HukumKriminal

Surat Tanggapan Jaksa Sidang PK Tanah Parit Derabak Diduga Mengandung Kepalsuan Fakta

540
Persidangan Peninjauan Kembali (PK) atas perkara sengketa tanah di kawasan Parit Derabak, Desa Parit Baru, Kabupaten Kubu Raya, Kalimantan Barat, kembali digelar pada Rabu, 16 Juli 2025 di Pengadilan Negeri Mempawah. Persidangan yang dipimpin oleh Wakil Ketua PN Mempawah, Praditia Danindra, SH, MH, sebagai Ketua Majelis Hakim tersebut mengungkap fakta baru yang mengindikasikan adanya ketidakbenaran dalam dokumen resmi yang diajukan oleh pihak Termohon, yakni Jaksa Penuntut Umum (JPU).

SNU//Mempawah  Kalimantan Barat – Persidangan Peninjauan Kembali (PK) atas perkara sengketa tanah di kawasan Parit Derabak, Desa Parit Baru, Kabupaten Kubu Raya, Kalimantan Barat, kembali digelar di Pengadilan Negeri Mempawah. pada Rabu, (16/7/2025).

Persidangan yang dipimpin oleh Wakil Ketua PN Mempawah, Praditia Danindra, SH, MH, sebagai Ketua Majelis Hakim tersebut mengungkap fakta baru yang mengindikasikan adanya ketidakbenaran dalam dokumen resmi yang diajukan oleh pihak Termohon, yakni Jaksa Penuntut Umum (JPU).

Dalam replik yang dibacakan oleh Pemohon melalui kuasa hukumnya, terungkap bahwa surat tanggapan dari JPU selaku Termohon mengandung sejumlah dalil yang tidak sesuai fakta, dan berpotensi dikualifikasikan sebagai “surat palsu” sesuai definisi hukum yang berlaku.

Salah satu inti keberatan dari pihak Pemohon adalah dalil Termohon yang menyatakan surat-surat yang digunakan oleh Pemohon merupakan hasil pemalsuan dengan menggunakan cap Kepala Desa Sungai Raya Dalam. Padahal, bukti fisik dari dokumen yang diajukan menunjukkan tidak terdapat cap tersebut, melainkan cap resmi Kepala Desa Sungai Raya yang sesuai dengan tanggal surat, yakni 25 Februari 2008.

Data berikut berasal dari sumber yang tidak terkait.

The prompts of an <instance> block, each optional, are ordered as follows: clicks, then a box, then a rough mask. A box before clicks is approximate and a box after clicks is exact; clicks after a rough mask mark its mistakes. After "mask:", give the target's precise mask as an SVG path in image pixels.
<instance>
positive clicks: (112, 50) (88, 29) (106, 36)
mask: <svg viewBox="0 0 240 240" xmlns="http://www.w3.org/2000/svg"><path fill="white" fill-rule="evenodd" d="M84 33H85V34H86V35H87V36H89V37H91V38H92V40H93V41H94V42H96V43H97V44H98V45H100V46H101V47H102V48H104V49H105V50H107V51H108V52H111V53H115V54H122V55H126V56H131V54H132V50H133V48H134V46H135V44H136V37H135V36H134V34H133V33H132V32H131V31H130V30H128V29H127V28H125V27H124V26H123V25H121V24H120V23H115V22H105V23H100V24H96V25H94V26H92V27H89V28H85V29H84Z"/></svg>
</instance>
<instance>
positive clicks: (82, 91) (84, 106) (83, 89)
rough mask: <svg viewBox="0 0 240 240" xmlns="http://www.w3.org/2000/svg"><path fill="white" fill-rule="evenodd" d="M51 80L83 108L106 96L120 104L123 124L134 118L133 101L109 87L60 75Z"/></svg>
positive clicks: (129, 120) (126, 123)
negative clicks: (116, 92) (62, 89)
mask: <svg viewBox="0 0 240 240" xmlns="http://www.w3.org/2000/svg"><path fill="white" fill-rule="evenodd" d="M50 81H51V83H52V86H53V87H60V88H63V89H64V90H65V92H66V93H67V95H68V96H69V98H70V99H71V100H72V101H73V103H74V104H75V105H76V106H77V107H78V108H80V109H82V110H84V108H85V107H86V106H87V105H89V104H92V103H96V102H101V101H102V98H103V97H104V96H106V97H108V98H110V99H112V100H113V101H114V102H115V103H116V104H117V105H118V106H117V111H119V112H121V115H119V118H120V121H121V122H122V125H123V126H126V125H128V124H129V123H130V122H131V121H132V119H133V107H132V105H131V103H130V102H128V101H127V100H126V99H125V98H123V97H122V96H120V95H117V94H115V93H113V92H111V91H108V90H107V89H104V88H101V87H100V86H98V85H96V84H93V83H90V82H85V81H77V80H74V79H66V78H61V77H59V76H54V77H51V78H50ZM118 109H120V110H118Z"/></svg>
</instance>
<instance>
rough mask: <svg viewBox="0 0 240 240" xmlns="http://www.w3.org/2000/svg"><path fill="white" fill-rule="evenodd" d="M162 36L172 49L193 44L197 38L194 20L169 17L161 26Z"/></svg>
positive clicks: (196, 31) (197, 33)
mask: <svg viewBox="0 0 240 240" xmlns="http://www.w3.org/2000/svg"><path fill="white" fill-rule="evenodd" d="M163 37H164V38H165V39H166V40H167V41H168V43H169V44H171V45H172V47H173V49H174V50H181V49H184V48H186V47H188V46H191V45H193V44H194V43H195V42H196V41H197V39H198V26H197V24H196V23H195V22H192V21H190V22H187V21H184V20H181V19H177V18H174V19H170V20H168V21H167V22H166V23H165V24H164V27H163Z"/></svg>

Lebih jauh, surat-surat yang disebut “dipalsukan” oleh Termohon, ternyata menurut penjelasan Pemohon merupakan hasil perbaikan dokumen administrasi berdasarkan arahan resmi dari BPN Kubu Raya, untuk melengkapi permohonan sertifikasi atas nama Ariyanto. Hal ini diperkuat oleh surat dari Kanwil BPN Provinsi Kalimantan Barat Nomor: HP.01.03/238G-61/XII/2018 tanggal 26 Desember 2018, yang memuat permintaan perbaikan berkas permohonan atas nama Ariyanto.

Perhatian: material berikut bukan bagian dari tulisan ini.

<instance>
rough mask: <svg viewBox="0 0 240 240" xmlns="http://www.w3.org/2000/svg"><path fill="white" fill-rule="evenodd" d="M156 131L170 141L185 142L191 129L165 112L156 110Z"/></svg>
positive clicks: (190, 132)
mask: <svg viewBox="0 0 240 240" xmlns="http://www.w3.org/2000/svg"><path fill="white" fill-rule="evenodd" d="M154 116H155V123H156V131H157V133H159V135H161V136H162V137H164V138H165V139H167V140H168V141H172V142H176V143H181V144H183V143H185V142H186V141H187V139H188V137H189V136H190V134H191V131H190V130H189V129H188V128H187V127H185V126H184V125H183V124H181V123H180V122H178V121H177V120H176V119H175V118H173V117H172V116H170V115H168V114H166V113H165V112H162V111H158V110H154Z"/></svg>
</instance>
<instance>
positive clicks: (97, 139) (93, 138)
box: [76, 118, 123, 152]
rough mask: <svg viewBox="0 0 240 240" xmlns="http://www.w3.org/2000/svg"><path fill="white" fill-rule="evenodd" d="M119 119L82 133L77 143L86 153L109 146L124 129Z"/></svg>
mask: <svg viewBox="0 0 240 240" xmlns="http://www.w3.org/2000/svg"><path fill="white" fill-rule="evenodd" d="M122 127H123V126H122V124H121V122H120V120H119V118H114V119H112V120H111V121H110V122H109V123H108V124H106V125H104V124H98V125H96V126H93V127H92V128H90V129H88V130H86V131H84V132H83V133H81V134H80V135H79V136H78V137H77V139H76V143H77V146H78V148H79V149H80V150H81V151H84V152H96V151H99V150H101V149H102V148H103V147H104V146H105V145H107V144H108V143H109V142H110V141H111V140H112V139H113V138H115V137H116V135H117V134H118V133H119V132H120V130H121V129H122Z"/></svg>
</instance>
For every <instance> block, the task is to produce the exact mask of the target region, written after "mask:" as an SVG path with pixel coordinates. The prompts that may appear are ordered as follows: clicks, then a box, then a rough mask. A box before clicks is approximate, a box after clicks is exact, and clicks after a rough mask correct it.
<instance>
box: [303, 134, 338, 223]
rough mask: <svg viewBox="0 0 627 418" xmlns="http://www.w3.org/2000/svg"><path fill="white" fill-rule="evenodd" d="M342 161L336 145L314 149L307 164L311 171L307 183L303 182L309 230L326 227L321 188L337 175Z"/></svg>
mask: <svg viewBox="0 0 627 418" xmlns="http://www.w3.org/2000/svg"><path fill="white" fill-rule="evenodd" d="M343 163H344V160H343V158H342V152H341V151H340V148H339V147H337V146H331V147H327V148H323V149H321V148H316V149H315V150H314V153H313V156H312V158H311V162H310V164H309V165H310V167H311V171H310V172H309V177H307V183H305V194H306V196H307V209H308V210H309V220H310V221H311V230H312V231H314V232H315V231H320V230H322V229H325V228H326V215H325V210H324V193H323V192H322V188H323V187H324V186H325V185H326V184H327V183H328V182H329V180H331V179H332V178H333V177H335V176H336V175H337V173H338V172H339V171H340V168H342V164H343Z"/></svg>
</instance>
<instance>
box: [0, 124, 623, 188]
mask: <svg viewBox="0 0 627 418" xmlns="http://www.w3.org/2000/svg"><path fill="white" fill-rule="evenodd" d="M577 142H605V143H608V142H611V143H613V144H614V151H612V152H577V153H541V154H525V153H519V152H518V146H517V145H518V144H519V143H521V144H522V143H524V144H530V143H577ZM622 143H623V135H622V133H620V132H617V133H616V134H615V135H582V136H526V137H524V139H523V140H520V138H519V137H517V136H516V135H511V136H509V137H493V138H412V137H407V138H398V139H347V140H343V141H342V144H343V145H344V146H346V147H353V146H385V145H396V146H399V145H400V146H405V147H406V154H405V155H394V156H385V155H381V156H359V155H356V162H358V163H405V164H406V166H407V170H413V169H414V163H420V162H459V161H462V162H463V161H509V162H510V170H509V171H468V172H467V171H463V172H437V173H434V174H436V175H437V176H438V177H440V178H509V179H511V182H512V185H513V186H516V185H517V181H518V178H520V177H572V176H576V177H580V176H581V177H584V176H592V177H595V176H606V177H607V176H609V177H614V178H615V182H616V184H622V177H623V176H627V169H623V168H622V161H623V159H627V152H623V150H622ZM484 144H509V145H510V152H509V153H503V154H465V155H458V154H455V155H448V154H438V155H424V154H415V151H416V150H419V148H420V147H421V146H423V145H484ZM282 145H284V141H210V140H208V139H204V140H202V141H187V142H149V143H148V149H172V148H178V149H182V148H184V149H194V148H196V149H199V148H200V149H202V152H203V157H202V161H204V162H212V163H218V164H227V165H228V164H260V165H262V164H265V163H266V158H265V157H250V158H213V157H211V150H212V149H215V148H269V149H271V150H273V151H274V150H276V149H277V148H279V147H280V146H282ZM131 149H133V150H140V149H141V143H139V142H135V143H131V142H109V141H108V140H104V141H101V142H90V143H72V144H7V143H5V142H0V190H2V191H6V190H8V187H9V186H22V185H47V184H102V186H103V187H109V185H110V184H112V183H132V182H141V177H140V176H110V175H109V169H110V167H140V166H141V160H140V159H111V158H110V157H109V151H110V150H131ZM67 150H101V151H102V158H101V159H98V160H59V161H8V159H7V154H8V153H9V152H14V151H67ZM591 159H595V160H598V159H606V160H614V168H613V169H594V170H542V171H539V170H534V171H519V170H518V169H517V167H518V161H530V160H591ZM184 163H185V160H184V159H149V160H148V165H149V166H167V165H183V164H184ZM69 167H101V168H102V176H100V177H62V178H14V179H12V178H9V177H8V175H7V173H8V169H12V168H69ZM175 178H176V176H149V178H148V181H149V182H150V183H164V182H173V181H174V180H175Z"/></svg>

Fakta lain yang disebutkan dalam surat tanggapan Termohon, yakni bahwa Pemohon mengajukan permohonan penerbitan Sertifikat Hak Milik (SHM) No. 46345 atas nama Ariyanto, juga terbantahkan. Berdasarkan dokumen resmi berupa Surat Keputusan No: 03/HM/BPN.61/2019 tanggal 26 Juni 2019, diketahui bahwa permohonan diajukan langsung oleh Ariyanto sendiri, bukan oleh Pemohon. Pemohon hanya menerima kuasa dari Ariyanto pada 29 Juli 2018, sedangkan permohonan sertifikasi telah diajukan sejak 23 Februari 2012. Kuasa tersebut pun terbatas hanya untuk melanjutkan proses administrasi, bukan untuk pengajuan awal permohonan.

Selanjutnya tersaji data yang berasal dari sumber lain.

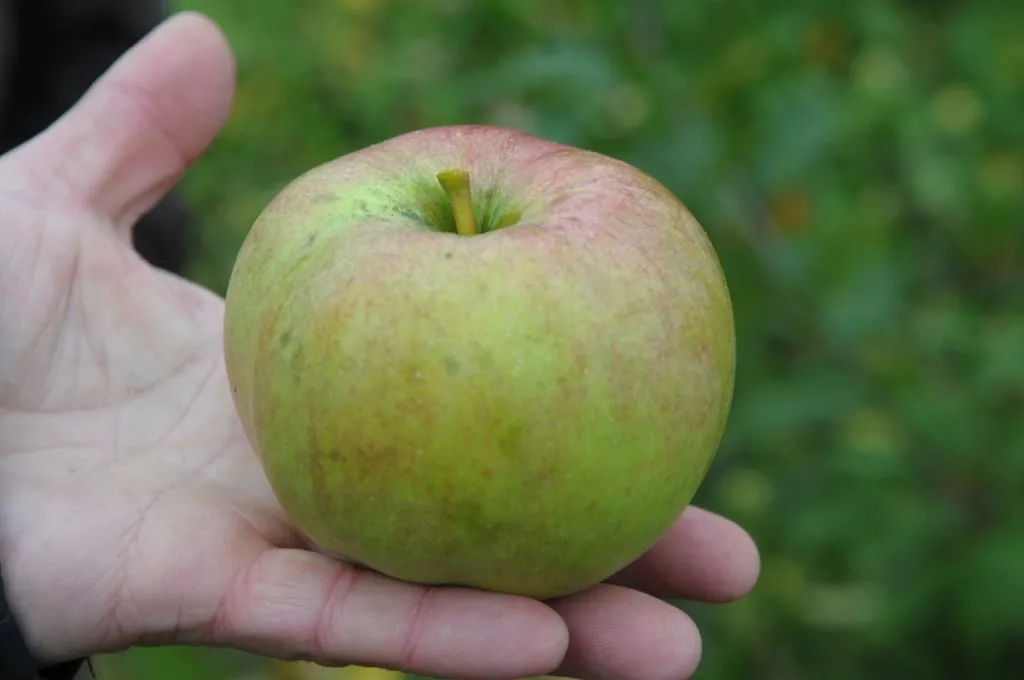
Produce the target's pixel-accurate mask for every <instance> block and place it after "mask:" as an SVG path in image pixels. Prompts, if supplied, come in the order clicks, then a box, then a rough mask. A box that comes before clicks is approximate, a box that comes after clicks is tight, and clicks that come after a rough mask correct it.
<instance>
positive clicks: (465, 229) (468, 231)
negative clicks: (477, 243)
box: [437, 170, 478, 237]
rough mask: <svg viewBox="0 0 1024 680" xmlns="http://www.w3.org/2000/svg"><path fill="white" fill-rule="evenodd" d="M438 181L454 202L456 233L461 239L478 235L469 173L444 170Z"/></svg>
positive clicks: (437, 175)
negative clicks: (469, 179)
mask: <svg viewBox="0 0 1024 680" xmlns="http://www.w3.org/2000/svg"><path fill="white" fill-rule="evenodd" d="M437 181H438V182H440V184H441V186H442V187H443V188H444V193H445V194H446V195H447V197H449V201H451V202H452V212H453V213H454V215H455V230H456V232H457V233H458V235H459V236H461V237H471V236H474V235H476V233H478V231H477V228H476V216H475V215H474V214H473V193H472V189H471V188H470V185H469V173H468V172H466V171H465V170H444V171H442V172H438V173H437Z"/></svg>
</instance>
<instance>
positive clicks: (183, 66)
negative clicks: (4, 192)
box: [11, 12, 234, 241]
mask: <svg viewBox="0 0 1024 680" xmlns="http://www.w3.org/2000/svg"><path fill="white" fill-rule="evenodd" d="M233 93H234V60H233V58H232V56H231V52H230V48H229V46H228V44H227V42H226V40H225V38H224V36H223V34H222V33H221V32H220V30H219V29H218V28H217V27H216V26H215V25H214V24H213V23H212V22H211V20H210V19H209V18H207V17H205V16H203V15H201V14H197V13H194V12H182V13H179V14H176V15H174V16H172V17H171V18H169V19H167V20H166V22H164V23H163V24H162V25H161V26H159V27H158V28H157V29H156V30H154V31H153V32H152V33H151V34H150V35H148V36H146V37H145V38H144V39H142V40H141V41H140V42H139V43H138V44H136V45H135V46H134V47H133V48H132V49H130V50H128V51H127V52H126V53H125V54H124V55H122V57H121V58H120V59H118V61H117V62H116V63H115V65H114V66H113V67H111V69H110V70H109V71H108V72H106V73H105V74H104V75H103V76H102V77H100V78H99V80H97V81H96V83H95V84H93V86H92V87H91V88H90V89H89V90H88V91H87V92H86V94H85V95H84V96H83V97H82V98H81V99H80V100H79V102H78V103H76V104H75V107H73V108H72V109H71V111H69V112H68V113H67V114H66V115H65V116H63V117H62V118H61V119H60V120H58V121H57V122H56V123H54V124H53V125H52V126H51V127H50V128H49V129H48V130H46V131H45V132H43V133H42V134H40V135H39V136H38V137H36V138H35V139H34V140H32V141H30V142H28V143H27V144H26V145H24V146H22V147H20V148H18V150H16V151H15V152H13V153H12V154H11V160H12V161H14V162H15V164H16V165H17V166H18V167H19V171H20V175H22V177H20V179H19V180H15V181H16V182H19V183H23V184H24V188H25V189H26V190H33V189H34V190H36V192H38V190H39V188H38V187H39V183H38V182H39V181H40V180H41V179H45V184H44V185H46V186H47V187H48V188H47V198H48V199H50V200H62V201H65V202H68V203H72V204H74V205H76V206H80V207H82V208H86V209H88V210H91V211H92V212H94V213H95V214H96V215H97V216H98V217H99V218H100V219H101V221H102V222H104V223H110V224H112V225H113V228H115V229H116V230H117V231H118V235H119V236H120V237H121V238H122V239H123V240H128V241H130V229H131V227H132V225H133V224H134V223H135V221H136V220H137V219H138V217H139V216H141V215H142V214H143V213H145V212H146V211H148V210H150V209H151V208H152V207H153V206H154V205H156V203H157V202H158V201H159V200H160V199H161V198H162V197H163V196H164V195H165V194H166V193H167V192H168V190H169V189H170V188H171V186H173V184H174V183H175V182H176V181H177V180H178V179H179V178H180V176H181V174H182V173H183V172H184V170H185V169H186V168H187V167H188V166H189V165H190V164H191V163H193V162H194V161H195V160H196V158H197V157H199V156H200V155H201V154H202V153H203V151H205V148H206V147H207V145H208V144H209V143H210V142H211V141H212V140H213V138H214V137H215V136H216V134H217V133H218V132H219V131H220V128H221V127H222V126H223V124H224V121H225V119H226V118H227V115H228V113H229V110H230V107H231V101H232V98H233ZM26 171H27V172H26ZM51 192H56V193H58V194H57V195H52V194H51Z"/></svg>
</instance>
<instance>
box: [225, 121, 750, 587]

Dalam keterangan pers usai sidang, kuasa hukum Pemohon, Yandi L., SH, menyatakan bahwa surat tanggapan yang dibuat oleh pihak Termohon mengandung ketidakbenaran substansial. Ia menegaskan bahwa bila dikaitkan dengan definisi hukum mengenai surat palsu, yaitu surat yang sebagian atau seluruh isinya tidak benar atau mengandung kepalsuan, maka surat tanggapan Termohon dapat dikategorikan sebagai “Surat Palsu”.

“Kami minta agar Majelis Hakim mencermati secara objektif dan teliti fakta-fakta yang muncul dalam persidangan ini. Karena jika surat tanggapan JPU terbukti mengandung kepalsuan, maka proses hukum harus berjalan secara adil tanpa tebang pilih,” ujar Yandi.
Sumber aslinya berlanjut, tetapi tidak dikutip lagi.